Taurus (April 20 - May 20)
A martian creature named Yg, who is more than ten thousand years old yet has the disposition of a cranky two-year old child, is hiding under your house. That's where the raisin-cookies have been going.
Gemini (May 21 - June 20)
The mountain will be happy to come to Mohammed, but Mohammed should be prepared for a brief (in geologic terms) delay.
Cancer (June 21 - July 22)
You will go to a Chinese restaurant and decide to try something new. Don't do it! It's not as good as your favorite.
Leo (July 23 - August 22)
You will call someone today, who will insist on calling you "Sven." Humor them -- act impressed.
Virgo (August 23 - September 22)
While attending a séance "just for fun", you will be possessed by the spirit of Rasputin. Surprisingly, it will be a good career move.
Libra (September 22 - October 22)
Beware the Ides of March. Also, if you have a friend named "Brutus", it might behoove you to be a trifle more selective...

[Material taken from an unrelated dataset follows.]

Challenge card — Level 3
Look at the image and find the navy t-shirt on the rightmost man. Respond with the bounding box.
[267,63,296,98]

Scorpio (October 23 - November 21)
When's the last time you did something nice for Doug? Sure, he's cranky a lot, and dresses funny, but he's a good person. Perhaps you should take him to lunch?
Sagittarius (November 22 - December 21)
Today you'll idly wonder what ever happened to Alan Alda, since his MASH days. Believe me, you don't want to know. Neither do I (and I don't). I just know that neither of us wants to.
Capricorn (December 22 - January 20)
You'll need to find a present soon - you're almost out of time. Try to find a good deal on a dibble. Everybody needs a dibble. Some people even like a double dibble, but if you ask me, that's going too far.
Aquarius (January 21 - February 18)
You will begin an evil project, in secret. You will be successful. Although why you want to produce a cross between a St. Bernard and a chihuahua is anybody's guess.
Pisces (February 19 - March 20)
Good day to take up crime fighting, as a hobby. First, make yourself a really awesome leotard and cape, and maybe some sort of unusual headgear. That's how most of them get started.